The heart failure guidelines and specific professional standards conform to several legal norms that meet the needs of populations with varied circumstances. Guidelines for the quality of care for such patients can be improved through regulatory standards. Practitioners are allowed to tailor the education program based on the patient’s clinical needs. The success of the education plan may be evaluated using a communication tool. Effective communication is a probable criterion for assessing the understanding of the heart failure patient as well as the family. A reconciled medication list can be used to evaluate a client’s knowledge of their medicine. The approach includes learning the medication’s significance to recovery, potential side effects, and the dosage plan. The ability of patients to follow through with the program and actualize all steps would signify the plan’s objectives by the reduction of readmitted heart failure patients.

References

Baker, R., Camosso-Stefinovic, J., Gillies, C., Shaw, E. J., Cheater, F., Flottorp, S., & Robertson, N. (2010). Tailored interventions to overcome identified barriers to change: Effects on professional practice and health care outcomes. The Cochrane Database of Systematic Reviews, (3), CD005470.

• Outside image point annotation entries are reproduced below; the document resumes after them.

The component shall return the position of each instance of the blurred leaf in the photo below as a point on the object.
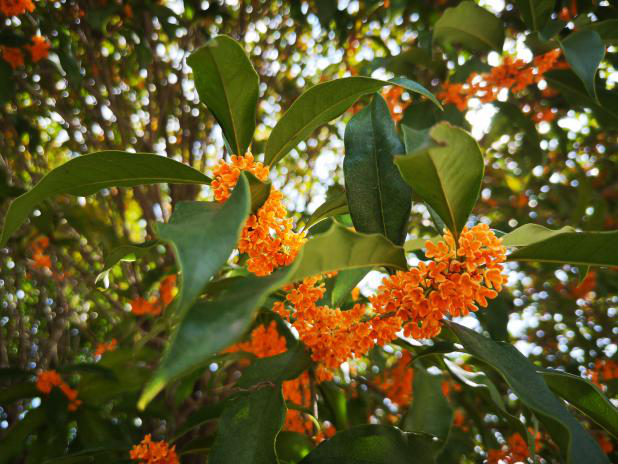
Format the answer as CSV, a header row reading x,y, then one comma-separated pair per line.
x,y
203,235
373,444
378,198
323,103
210,326
585,396
228,85
471,26
535,13
448,176
248,428
341,248
584,51
88,174
573,441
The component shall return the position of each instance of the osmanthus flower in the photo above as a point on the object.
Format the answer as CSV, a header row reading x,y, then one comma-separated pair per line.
x,y
16,7
154,452
268,237
456,281
47,380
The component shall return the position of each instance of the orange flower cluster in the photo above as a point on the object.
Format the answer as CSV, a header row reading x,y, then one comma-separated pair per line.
x,y
396,383
395,104
154,452
105,347
266,342
267,237
47,380
16,7
332,335
512,74
41,260
455,282
604,370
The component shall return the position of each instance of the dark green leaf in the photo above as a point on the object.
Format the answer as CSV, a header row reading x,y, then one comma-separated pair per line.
x,y
471,26
203,235
321,104
378,198
210,326
88,174
248,428
448,176
373,444
573,441
341,248
584,51
228,85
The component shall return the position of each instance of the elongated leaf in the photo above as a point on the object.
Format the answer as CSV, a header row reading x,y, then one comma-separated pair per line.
x,y
535,13
378,198
471,26
565,247
586,397
430,412
584,51
203,235
276,369
573,441
228,85
88,174
248,428
373,444
447,177
321,104
336,203
210,326
341,248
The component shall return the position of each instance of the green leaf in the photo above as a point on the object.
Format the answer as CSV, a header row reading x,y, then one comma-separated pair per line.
x,y
341,248
471,26
373,444
448,176
584,51
535,13
203,235
276,369
88,174
228,85
323,103
430,412
378,198
248,428
336,203
210,326
573,441
585,396
564,246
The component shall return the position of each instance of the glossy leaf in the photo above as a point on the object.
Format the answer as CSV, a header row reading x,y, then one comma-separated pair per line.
x,y
203,235
471,26
373,444
88,174
378,198
248,428
323,103
336,203
585,396
584,51
210,326
228,85
572,439
448,176
536,13
341,248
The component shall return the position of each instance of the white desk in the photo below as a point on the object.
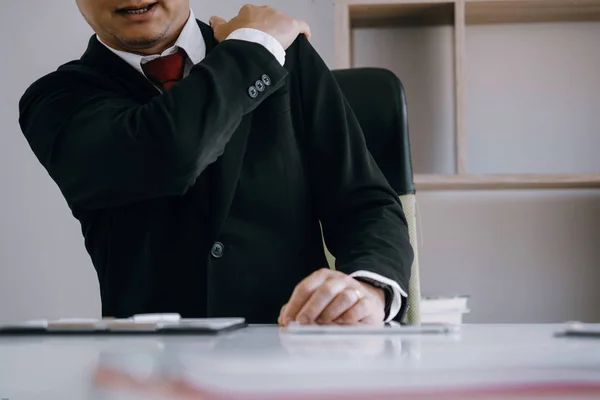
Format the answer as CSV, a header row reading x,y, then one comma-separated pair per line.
x,y
262,363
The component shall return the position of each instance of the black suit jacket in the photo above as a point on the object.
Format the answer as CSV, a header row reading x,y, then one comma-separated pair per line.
x,y
157,180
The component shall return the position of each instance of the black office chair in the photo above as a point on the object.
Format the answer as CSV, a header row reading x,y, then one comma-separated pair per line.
x,y
378,100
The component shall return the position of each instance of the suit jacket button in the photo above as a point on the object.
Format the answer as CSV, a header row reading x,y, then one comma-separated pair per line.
x,y
218,250
266,80
253,92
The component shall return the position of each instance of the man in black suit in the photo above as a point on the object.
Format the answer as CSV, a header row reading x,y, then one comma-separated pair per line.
x,y
202,161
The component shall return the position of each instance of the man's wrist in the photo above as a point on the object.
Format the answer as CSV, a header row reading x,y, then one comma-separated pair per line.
x,y
388,293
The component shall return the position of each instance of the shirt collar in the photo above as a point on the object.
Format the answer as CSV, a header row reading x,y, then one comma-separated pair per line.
x,y
190,40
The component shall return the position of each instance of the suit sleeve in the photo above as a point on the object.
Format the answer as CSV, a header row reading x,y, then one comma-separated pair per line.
x,y
104,149
364,225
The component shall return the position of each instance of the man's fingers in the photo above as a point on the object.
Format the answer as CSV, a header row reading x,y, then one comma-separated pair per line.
x,y
355,314
321,298
303,292
342,303
281,313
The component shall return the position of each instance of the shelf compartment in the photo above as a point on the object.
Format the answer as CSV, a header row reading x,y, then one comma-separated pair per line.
x,y
523,11
426,182
408,14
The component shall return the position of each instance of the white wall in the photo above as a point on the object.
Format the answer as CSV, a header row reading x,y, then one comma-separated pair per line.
x,y
44,269
523,256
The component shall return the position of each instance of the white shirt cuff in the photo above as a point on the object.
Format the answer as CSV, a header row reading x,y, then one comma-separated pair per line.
x,y
398,292
260,37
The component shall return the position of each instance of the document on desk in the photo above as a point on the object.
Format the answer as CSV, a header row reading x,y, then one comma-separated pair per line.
x,y
387,329
579,329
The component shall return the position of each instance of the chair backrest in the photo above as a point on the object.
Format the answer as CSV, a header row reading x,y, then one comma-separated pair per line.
x,y
378,100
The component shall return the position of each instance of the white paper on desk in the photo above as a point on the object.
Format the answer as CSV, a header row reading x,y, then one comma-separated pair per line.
x,y
294,328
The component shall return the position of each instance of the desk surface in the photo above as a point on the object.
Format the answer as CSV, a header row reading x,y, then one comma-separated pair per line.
x,y
260,362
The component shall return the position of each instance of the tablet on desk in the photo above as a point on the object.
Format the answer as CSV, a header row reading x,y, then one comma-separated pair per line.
x,y
387,329
140,324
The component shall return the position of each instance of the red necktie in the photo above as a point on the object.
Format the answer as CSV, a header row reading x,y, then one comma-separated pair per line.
x,y
166,71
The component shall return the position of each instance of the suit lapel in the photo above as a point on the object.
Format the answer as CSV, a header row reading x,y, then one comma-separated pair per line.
x,y
97,56
225,172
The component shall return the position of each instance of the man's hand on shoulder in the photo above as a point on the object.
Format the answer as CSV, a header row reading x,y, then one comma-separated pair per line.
x,y
332,297
263,18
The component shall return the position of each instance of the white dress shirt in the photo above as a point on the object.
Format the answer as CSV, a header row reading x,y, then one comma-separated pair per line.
x,y
192,42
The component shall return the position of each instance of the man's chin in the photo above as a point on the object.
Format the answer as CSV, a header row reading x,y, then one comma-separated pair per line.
x,y
141,43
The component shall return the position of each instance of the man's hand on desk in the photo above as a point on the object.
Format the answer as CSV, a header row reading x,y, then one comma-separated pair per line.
x,y
280,26
332,297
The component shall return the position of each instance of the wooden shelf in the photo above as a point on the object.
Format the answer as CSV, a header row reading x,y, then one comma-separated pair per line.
x,y
378,15
520,11
351,14
497,182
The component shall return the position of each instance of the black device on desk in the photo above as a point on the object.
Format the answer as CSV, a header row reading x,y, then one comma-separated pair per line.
x,y
147,324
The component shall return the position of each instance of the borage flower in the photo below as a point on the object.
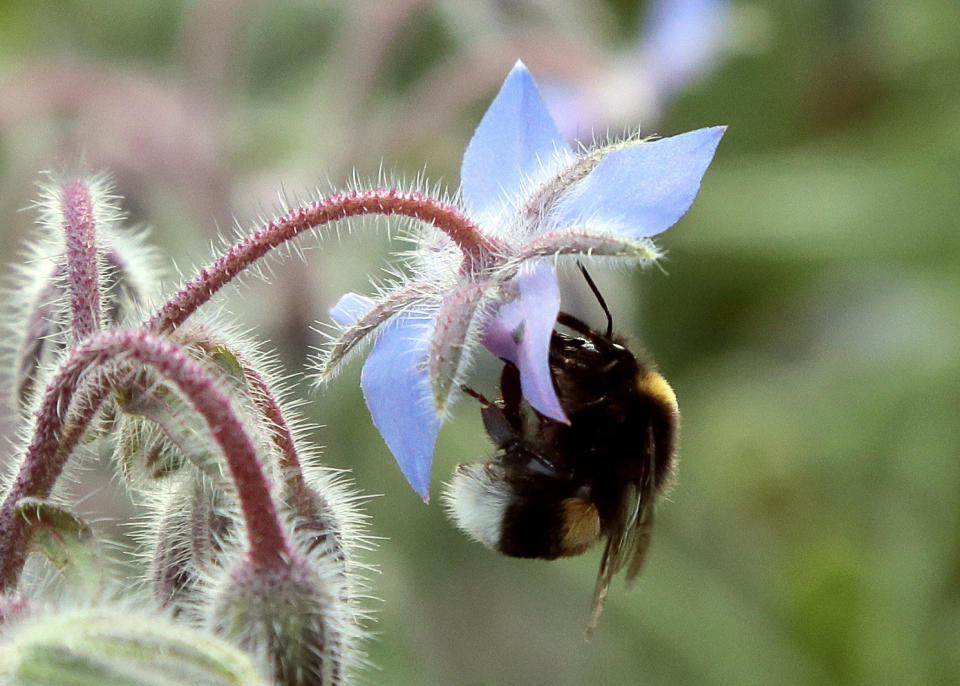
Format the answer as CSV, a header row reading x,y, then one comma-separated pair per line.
x,y
533,200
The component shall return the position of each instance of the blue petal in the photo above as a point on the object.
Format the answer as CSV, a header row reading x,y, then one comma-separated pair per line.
x,y
521,332
516,142
643,189
396,387
350,307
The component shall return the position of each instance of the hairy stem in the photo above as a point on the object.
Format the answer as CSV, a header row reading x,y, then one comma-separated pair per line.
x,y
76,207
474,244
45,458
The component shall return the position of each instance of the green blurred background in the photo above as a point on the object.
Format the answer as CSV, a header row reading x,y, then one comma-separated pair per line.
x,y
807,315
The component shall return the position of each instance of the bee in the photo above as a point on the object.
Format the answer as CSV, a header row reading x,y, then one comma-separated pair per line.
x,y
555,489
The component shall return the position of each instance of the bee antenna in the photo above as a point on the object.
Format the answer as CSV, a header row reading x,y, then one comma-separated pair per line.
x,y
596,292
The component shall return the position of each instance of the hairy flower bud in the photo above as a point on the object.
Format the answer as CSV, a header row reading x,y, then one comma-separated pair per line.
x,y
94,647
193,530
292,615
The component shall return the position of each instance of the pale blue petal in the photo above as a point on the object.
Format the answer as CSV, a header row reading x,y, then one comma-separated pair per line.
x,y
517,141
643,189
396,387
350,307
520,332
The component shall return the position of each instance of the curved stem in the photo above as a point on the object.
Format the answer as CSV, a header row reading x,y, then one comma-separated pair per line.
x,y
79,225
45,457
474,244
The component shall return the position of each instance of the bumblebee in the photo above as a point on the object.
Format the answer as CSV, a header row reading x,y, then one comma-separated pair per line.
x,y
554,489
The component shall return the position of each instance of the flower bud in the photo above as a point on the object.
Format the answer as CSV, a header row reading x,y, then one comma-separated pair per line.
x,y
191,534
94,647
293,616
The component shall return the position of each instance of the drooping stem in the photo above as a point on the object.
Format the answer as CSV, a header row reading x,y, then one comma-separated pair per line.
x,y
474,244
45,458
79,225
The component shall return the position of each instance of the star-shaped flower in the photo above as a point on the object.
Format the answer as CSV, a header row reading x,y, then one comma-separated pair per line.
x,y
532,199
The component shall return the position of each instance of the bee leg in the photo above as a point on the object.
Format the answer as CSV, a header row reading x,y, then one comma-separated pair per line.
x,y
476,394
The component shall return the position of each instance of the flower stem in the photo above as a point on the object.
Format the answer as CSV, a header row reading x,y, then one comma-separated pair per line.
x,y
45,458
386,201
79,225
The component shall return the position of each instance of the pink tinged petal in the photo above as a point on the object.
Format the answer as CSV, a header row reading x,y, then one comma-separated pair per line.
x,y
516,143
520,332
642,189
396,387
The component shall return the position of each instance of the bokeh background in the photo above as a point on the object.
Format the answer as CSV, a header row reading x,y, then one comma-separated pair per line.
x,y
807,315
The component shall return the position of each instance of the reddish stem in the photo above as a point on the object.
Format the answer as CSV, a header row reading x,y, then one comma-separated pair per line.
x,y
45,457
82,273
474,244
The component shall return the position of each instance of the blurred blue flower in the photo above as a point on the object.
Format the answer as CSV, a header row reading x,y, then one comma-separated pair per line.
x,y
524,187
677,42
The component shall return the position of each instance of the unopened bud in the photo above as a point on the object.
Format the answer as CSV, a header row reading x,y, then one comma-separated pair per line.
x,y
94,647
287,614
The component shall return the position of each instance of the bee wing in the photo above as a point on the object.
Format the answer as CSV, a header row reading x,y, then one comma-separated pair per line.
x,y
629,538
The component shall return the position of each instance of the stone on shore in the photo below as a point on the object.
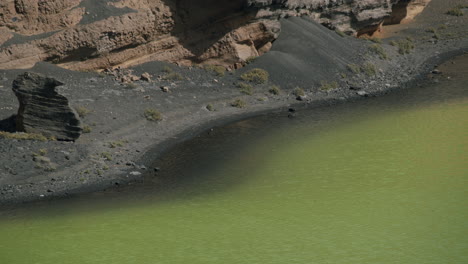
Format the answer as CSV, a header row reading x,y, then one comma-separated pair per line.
x,y
43,110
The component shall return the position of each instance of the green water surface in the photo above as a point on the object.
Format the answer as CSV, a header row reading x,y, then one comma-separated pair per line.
x,y
369,184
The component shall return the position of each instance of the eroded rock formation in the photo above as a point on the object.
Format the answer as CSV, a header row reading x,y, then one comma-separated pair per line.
x,y
43,110
224,32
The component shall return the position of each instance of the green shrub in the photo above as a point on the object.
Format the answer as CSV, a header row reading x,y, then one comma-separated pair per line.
x,y
82,111
153,115
369,69
275,90
256,75
245,88
298,92
218,70
327,86
354,68
239,103
377,49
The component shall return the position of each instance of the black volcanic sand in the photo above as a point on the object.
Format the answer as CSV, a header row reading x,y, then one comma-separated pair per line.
x,y
304,55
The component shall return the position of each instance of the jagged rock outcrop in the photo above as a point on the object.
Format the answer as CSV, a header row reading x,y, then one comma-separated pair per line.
x,y
43,110
223,32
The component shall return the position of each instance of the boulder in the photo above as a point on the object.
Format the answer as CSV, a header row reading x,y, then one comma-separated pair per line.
x,y
43,110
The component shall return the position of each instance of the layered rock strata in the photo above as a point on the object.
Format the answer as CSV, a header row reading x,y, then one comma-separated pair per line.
x,y
223,32
43,110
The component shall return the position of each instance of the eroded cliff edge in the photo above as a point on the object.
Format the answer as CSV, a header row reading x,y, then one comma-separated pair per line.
x,y
85,35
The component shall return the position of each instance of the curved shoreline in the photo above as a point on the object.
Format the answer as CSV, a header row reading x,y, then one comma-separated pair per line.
x,y
185,123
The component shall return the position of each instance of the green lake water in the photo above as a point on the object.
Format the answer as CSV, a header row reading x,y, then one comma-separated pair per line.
x,y
383,180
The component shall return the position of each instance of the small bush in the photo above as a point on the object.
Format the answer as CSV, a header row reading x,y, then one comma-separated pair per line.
x,y
327,86
456,11
87,129
275,90
173,76
245,88
239,103
218,70
22,136
298,92
210,107
153,115
377,49
82,111
369,69
354,68
257,76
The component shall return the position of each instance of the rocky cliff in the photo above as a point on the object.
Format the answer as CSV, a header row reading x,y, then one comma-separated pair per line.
x,y
86,35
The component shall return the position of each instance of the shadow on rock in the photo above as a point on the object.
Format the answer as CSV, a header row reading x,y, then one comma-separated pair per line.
x,y
8,124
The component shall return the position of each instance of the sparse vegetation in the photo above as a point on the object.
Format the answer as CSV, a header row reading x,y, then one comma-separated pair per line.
x,y
210,107
369,69
275,90
245,88
256,75
298,92
87,129
379,50
153,115
354,68
239,103
404,46
22,136
327,86
82,111
218,70
173,76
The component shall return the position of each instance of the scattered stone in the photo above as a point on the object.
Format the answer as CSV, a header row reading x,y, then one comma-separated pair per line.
x,y
43,110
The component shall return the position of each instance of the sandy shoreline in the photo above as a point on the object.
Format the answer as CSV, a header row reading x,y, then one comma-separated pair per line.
x,y
116,111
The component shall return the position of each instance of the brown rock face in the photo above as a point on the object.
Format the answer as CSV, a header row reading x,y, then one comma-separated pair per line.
x,y
43,110
224,32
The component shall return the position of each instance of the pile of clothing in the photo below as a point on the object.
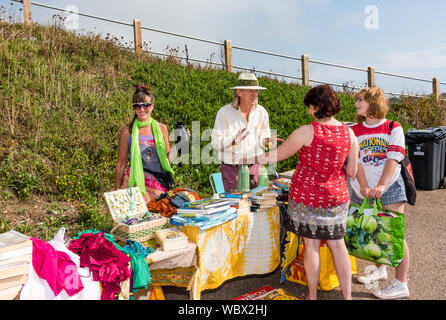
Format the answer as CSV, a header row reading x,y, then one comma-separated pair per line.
x,y
91,266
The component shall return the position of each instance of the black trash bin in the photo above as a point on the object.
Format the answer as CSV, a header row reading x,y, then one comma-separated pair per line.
x,y
427,154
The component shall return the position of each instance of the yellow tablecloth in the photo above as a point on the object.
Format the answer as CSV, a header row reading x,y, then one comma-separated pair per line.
x,y
249,244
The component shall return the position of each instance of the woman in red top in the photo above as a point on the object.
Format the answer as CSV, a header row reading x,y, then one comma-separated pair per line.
x,y
318,197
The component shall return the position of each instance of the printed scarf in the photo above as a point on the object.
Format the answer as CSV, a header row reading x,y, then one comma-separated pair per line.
x,y
136,168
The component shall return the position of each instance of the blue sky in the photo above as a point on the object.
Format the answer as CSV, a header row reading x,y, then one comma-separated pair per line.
x,y
408,38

Carroll, Á., & Dowling, M. (2007). Discharge planning: Communication, education, and patient participation. British Journal of Nursing16(14), 882-886.

Kaslow, N. J., Rubin, N. J., Forrest, L., Elman, N. S., Van Horne, B. A., Jacobs, S. C., & Grus, C. L. (2007). Recognizing, assessing, and intervening with problems of professional competence. Professional Psychology: Research and Practice38(5), 479.

Khankeh, H., Rahgozar, M., & Ranjbar, M. (2011). The effects of nursing discharge plan (post-discharge education and follow-up) on self-care ability in patients with chronic schizophrenia hospitalized in Razi psychiatric Center. Iranian Journal of Nursing and Midwifery Research16(2), 162.

Paul, S. (2008). Hospital discharge education for patients with heart failure: What really works and what is the evidence? Critical Care Nurse28(2), 66-82.